Es gibt in der speziellen Situation, in der ich jetzt bin, eine beste Verhaltensweise. Die perfekte Lösung. Also den Willen Gottes. Aber in meinem Denken kommt diese Lösung nicht vor. Folglich kann ich sie auch nicht umsetzen. Und ebenso folglich haben also der Wille Gottes und mein Handeln nichts miteinander zu tun.

Schon im Alten Testament war dieses Problem bekannt. Und schon da kannte man eine Lösung. Ps 139,23-24

23 Erforsche mich, Gott, und erkenne mein Herz. Prüfe mich und erkenne meine Gedanken!

24 Und sieh, ob ein Weg der Mühsal bei mir ist, und leite mich auf dem ewigen Weg!

Ps 51,12

12 Erschaffe mir, Gott, ein reines Herz, und erneuere in mir einen festen Geist!

Ps 143,10

10 Lehre mich tun nach deinem Wohlgefallen, denn du bist mein Gott! Dein guter Geist leite mich in ebenes Land!

Aber diese Methoden sind alttestamentlich. Das war damals gut. Das ist heute zu wenig.

In all diesen Psalmen war Gott außerhalb des Menschen gedacht. Gott konnte zwar in den Menschen hineinschauen. Aber Gott und der Mensch waren getrennt. Logischerweise. Denn der Mensch war sündig, und Gott war heilig. Das ging nicht zusammen.

Im Neuen Bund haben wir die Situation, dass Gott jetzt innerhalb des Menschen existieren kann. Weil der Mensch nicht mehr sündig ist, sondern heilig.

Weil die Sünden prinzipiell und absolut vergeben sind.

Der Mensch ist ein neuer Mensch. Er ist geistlich. Er ist göttlich.

Der neue Geist in mir wird nicht mein eigener sein, der wieder beweglicher gemacht wurde.

Der neue Geist in mir wird nicht mein eigener sein, dessen Spontaneität gesteigert wurde.

Der neue Geist in mir wird ein fremder Geist sein.

Also nicht ich. Sondern ein anderer.

So wie Paulus sagt: Nicht mehr ich lebe, sondern Christus lebt in mir.
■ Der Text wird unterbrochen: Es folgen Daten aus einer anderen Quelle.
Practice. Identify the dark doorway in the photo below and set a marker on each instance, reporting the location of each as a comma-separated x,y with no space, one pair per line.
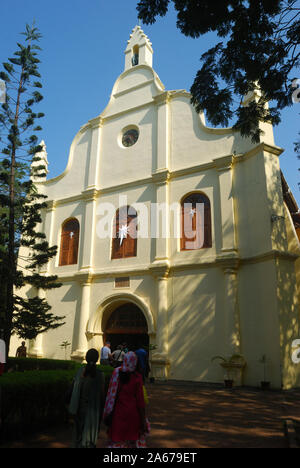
127,324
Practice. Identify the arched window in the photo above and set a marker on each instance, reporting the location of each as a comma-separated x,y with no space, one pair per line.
135,56
69,242
195,222
124,242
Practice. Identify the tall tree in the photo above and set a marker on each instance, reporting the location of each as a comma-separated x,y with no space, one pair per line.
259,50
23,249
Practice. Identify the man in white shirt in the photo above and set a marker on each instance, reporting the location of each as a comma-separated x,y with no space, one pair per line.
2,355
105,354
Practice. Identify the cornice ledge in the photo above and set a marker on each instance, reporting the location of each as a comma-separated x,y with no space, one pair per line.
271,255
263,147
229,261
160,268
224,163
84,276
161,176
90,194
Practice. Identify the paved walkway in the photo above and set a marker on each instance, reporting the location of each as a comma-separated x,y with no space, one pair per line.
195,416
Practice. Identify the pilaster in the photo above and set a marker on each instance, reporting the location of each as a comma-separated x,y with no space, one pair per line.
224,168
82,339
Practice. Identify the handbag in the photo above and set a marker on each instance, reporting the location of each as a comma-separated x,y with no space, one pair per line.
109,417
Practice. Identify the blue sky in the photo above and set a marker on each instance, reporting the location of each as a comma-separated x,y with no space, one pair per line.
83,54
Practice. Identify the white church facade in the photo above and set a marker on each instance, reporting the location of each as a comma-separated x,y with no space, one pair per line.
172,233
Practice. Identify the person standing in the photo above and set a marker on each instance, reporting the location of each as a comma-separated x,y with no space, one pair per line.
87,402
105,355
124,410
2,356
142,356
117,357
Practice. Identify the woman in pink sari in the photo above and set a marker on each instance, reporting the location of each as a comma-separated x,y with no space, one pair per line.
125,406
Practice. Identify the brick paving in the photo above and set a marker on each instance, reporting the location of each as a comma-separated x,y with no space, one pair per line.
189,415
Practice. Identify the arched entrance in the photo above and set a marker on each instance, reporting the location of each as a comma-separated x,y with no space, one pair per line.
126,324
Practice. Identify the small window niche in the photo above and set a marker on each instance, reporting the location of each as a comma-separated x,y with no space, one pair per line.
135,56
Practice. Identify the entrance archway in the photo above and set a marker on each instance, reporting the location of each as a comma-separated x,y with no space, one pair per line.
126,324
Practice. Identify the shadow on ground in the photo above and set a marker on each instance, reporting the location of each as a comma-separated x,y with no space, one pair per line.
195,416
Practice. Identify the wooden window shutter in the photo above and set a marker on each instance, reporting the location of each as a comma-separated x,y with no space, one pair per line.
188,226
126,247
196,228
69,243
130,242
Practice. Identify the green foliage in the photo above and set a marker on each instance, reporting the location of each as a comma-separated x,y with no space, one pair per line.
35,399
23,249
259,51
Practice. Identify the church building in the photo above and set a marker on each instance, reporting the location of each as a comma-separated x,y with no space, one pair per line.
175,235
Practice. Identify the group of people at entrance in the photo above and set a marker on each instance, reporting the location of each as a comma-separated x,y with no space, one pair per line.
123,407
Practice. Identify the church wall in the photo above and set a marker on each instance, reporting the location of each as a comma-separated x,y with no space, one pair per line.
119,165
193,143
61,214
65,301
288,306
102,251
259,321
73,180
207,183
253,216
196,324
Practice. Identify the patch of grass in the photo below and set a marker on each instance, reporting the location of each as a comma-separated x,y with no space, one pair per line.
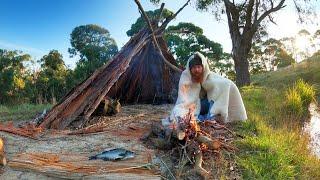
21,112
274,146
307,70
293,102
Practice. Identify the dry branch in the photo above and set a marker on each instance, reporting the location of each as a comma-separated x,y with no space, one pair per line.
154,38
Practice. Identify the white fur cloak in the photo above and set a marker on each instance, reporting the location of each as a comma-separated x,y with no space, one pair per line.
224,93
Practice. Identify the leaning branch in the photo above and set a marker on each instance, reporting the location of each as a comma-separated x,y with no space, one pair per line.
268,12
166,22
143,13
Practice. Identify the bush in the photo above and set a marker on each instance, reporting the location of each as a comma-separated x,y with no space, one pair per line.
306,92
294,102
299,97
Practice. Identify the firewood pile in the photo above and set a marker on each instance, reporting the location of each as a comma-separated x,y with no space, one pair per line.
191,144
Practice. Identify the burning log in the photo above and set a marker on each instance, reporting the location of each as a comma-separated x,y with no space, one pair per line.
198,137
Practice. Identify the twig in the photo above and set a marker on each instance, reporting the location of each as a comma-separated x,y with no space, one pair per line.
167,168
143,13
128,168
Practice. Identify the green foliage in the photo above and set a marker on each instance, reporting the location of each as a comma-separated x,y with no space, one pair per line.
272,148
95,47
21,112
140,22
185,39
306,92
51,84
12,75
294,102
268,55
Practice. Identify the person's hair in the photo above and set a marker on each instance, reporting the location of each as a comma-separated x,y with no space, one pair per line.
196,60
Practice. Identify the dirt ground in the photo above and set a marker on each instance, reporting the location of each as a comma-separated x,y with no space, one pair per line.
56,155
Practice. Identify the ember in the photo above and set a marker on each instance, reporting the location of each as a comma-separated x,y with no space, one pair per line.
200,142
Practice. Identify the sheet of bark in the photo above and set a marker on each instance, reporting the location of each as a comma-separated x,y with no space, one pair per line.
56,155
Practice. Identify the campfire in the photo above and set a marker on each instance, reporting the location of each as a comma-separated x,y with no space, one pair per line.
193,142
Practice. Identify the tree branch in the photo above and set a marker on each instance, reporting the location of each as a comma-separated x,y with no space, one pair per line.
266,13
160,13
166,22
256,11
154,38
249,12
233,18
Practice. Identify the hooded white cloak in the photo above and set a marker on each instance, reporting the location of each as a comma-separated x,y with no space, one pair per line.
225,94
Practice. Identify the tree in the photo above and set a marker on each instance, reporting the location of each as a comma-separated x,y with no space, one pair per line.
268,55
185,39
51,81
95,47
140,22
245,18
12,73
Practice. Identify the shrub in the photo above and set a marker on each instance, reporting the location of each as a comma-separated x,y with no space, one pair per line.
294,102
307,92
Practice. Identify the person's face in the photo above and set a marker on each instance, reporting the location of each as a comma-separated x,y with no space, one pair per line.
197,70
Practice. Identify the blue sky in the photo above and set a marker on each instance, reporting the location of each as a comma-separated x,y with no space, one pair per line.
38,26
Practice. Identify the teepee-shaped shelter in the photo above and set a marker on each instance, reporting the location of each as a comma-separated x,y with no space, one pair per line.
142,72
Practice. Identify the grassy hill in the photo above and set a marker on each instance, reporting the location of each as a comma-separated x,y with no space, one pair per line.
275,146
308,70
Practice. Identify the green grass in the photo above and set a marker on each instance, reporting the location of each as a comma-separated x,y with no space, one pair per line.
274,146
307,70
21,112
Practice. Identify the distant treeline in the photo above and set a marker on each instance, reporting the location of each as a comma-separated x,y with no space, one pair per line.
94,46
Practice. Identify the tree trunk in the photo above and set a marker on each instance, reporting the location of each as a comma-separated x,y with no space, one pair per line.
242,69
241,49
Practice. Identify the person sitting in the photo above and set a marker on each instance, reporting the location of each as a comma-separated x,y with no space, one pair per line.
207,94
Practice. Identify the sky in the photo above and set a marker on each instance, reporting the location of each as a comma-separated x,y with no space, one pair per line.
38,26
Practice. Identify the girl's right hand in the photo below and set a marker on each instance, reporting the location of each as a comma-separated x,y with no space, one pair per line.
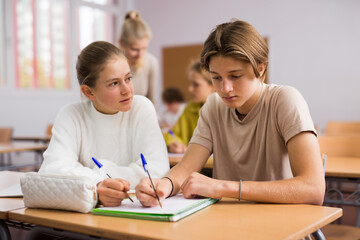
146,194
111,192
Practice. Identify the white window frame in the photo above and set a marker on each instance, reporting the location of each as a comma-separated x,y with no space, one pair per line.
10,89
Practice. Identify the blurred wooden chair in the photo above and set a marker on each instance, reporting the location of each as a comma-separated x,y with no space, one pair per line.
340,146
6,134
5,138
338,128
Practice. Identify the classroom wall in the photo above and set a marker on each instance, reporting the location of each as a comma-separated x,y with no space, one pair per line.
314,45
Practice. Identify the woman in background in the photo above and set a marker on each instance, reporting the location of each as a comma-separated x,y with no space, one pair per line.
200,88
174,102
134,39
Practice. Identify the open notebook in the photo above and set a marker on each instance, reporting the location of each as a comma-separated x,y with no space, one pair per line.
174,209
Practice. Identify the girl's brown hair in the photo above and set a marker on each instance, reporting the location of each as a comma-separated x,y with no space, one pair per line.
92,59
237,39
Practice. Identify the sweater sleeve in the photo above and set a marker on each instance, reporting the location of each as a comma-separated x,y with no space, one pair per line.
62,155
146,139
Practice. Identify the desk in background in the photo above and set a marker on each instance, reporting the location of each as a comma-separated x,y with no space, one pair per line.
8,179
38,148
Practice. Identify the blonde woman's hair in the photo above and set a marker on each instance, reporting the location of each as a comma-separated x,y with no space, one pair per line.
237,39
133,28
196,66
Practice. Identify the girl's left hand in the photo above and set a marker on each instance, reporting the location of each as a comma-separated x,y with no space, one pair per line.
200,185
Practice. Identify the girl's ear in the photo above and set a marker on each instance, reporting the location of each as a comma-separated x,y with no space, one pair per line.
261,68
87,91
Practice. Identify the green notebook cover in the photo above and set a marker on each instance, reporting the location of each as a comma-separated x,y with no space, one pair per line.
174,209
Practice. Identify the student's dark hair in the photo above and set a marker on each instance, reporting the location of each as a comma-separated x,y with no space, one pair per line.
92,59
172,95
237,39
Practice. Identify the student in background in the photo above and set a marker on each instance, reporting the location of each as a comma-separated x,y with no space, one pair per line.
200,88
173,100
134,39
111,125
262,137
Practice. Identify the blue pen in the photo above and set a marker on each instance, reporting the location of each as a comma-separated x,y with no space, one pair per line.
100,166
147,171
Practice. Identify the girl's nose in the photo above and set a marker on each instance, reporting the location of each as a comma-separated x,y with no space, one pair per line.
226,86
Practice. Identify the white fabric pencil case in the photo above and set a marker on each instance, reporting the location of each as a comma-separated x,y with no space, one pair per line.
63,192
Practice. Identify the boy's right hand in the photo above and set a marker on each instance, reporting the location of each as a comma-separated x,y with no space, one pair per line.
176,147
146,194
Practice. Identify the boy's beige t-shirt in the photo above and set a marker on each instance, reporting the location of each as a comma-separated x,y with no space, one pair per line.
254,148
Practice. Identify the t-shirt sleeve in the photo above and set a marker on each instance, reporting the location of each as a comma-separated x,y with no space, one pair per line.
202,133
292,112
62,155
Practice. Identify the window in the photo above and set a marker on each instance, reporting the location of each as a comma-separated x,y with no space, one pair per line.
43,43
2,45
99,20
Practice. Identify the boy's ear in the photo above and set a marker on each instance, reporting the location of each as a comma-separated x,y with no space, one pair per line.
87,91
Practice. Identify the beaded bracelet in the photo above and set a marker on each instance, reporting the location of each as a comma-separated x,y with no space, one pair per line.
172,186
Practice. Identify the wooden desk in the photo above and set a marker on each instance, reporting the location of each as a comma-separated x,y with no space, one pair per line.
344,167
227,219
22,147
43,139
176,158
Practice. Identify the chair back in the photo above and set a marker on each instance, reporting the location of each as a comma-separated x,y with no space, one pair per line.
340,146
6,134
334,128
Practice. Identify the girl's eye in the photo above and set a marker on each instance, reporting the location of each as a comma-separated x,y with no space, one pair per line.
113,84
238,76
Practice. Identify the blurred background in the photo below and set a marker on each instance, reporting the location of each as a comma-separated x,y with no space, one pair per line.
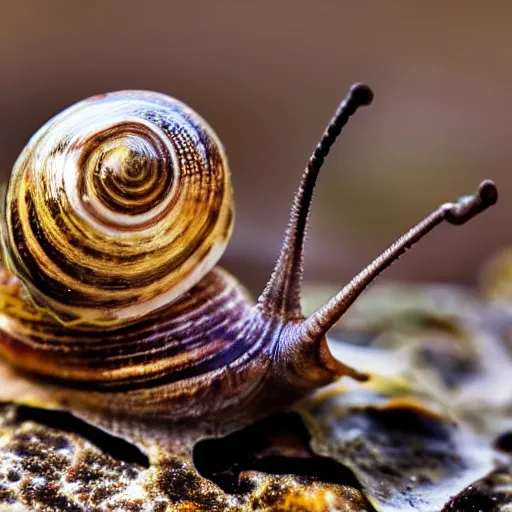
268,75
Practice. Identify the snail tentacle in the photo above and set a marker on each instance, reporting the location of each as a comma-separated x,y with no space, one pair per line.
281,296
456,213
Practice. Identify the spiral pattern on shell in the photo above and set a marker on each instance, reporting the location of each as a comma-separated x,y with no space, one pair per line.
116,207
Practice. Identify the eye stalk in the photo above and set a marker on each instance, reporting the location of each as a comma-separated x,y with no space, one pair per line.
303,340
281,296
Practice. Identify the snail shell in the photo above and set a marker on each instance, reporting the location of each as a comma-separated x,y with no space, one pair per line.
114,218
117,206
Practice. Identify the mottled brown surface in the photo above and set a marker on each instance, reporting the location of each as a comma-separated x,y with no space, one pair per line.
47,469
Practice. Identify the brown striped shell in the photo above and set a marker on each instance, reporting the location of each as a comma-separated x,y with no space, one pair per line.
114,217
117,206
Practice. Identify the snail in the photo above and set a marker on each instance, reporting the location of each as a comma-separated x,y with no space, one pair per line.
113,221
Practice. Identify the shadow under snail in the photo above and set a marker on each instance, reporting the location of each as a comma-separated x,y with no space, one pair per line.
113,220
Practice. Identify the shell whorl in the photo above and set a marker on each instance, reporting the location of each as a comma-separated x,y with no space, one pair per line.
116,207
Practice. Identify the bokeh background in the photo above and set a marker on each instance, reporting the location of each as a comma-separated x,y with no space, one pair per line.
268,75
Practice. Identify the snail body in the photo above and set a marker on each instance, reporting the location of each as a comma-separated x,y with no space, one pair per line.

Im Alten Bund ging das nicht. Da war der Mensch per se unrein. Aber jetzt geht das.

Die Kunst ist jetzt, nicht mehr meinen eigenen automatisierten Geist nach seiner Meinung zu fragen, sondern den anderen. Den göttlichen.

Und wenn mein Geist dann zuerst denkt, es müsse nach Kleinasien gehen, und da das nicht funktioniert, denkt mein Geist, dann kann es ja nur noch nach Bithynien gehen – dann mitzukriegen, dass Gott „Griechenland“ sagt, was mir niemals in den automatisierten Sinn gekommen wäre – ja, so muss es gehen.